Don E. Schultz (2011) argues that brands and their value belong and will belong to companies, since they are the ones who create, record and quantify them in their financial balance sheets. But how much power do companies have over their value? In the book Marketing 3.0, Kotler, Kartaja, and Setiawan state that marketing has had three stages: (1) product management (the four Ps); (2) consumer management (segmentation, positioning, and targeting); and we are entering the era of brand management from the vision of the human spirit, where consumers look for brands with a purpose that help them solve conjunctural problems of a social, environmental and cultural nature.

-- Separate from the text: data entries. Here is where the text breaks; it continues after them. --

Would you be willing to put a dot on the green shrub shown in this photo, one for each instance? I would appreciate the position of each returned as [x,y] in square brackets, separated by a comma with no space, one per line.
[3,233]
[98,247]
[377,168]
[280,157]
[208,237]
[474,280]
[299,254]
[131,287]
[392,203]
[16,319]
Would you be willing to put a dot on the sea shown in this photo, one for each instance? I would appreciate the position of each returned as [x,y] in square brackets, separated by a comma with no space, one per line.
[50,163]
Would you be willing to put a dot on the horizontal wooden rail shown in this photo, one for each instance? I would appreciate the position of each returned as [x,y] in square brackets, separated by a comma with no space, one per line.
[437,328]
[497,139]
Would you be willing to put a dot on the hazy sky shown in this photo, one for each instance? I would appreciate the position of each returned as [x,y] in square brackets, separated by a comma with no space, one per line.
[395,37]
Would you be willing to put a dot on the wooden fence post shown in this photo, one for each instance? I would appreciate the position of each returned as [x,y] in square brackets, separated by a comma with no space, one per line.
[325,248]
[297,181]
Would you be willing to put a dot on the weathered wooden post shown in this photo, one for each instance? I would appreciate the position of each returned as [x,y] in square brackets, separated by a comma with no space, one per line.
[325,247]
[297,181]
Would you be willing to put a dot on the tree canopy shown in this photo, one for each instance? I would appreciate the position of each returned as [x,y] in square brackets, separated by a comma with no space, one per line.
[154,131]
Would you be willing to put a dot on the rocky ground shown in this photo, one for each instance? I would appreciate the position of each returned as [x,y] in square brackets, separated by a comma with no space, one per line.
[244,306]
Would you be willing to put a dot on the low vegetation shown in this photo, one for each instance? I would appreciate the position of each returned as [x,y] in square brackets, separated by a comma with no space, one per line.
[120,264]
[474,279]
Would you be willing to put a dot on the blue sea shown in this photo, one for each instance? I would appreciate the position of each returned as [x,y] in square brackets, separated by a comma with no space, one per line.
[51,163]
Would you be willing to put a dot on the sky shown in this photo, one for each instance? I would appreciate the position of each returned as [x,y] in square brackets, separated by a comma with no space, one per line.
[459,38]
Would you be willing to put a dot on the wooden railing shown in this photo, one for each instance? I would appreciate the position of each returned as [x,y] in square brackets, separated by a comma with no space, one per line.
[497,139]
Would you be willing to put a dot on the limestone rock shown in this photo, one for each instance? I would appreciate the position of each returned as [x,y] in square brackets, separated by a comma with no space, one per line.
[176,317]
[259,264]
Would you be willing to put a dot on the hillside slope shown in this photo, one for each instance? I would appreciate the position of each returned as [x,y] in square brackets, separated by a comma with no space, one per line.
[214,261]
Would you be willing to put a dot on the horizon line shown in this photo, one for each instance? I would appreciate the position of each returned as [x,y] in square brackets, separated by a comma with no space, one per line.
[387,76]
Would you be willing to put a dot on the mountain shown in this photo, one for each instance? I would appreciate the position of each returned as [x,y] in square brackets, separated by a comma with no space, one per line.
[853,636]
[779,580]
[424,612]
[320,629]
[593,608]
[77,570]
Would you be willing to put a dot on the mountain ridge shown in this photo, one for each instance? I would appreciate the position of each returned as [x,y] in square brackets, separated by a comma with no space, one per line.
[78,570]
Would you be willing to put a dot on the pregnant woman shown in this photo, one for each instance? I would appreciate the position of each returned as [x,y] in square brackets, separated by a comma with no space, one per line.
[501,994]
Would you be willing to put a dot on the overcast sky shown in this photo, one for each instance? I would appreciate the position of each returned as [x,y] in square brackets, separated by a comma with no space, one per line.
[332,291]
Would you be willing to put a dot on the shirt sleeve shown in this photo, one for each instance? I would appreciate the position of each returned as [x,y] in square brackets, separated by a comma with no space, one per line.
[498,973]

The justification that the value of the brand will not be lost by consumers when changing owners as long as it delivers the same quality of products (Hague, nd), can be valid from a perspective where the consumer is ego-centric and seeks to satisfy individual needs and desires through the brand. From this perspective, as long as he continues to deliver the same value on an individual level, he will be able to keep his brand equity constant over time. But when the needs of customers transcend the individual to the collective, and they seek to solve temporary problems based on the individual consumption of goods and services, it is no longer enough for a brand to be able to deliver its message clearly, to create a perception of quality. functional by the consumer and connect emotionally with him (Lake, nd). The values, and especially the business mission, defined as the raison d’être of the companies (Kotler, Kartajaya, & Setiawan, 2010), of the company that owns the brand, are essential for the sustainability of the business itself (Kotler, Kartajaya, & Setiawan, 2010). Companies that seek and work sincerely and transparently for a better world, no matter how cliché it may sound, will be valued better than companies that seek profit as an objective or worse, that generate dissonance between their mission and their operation.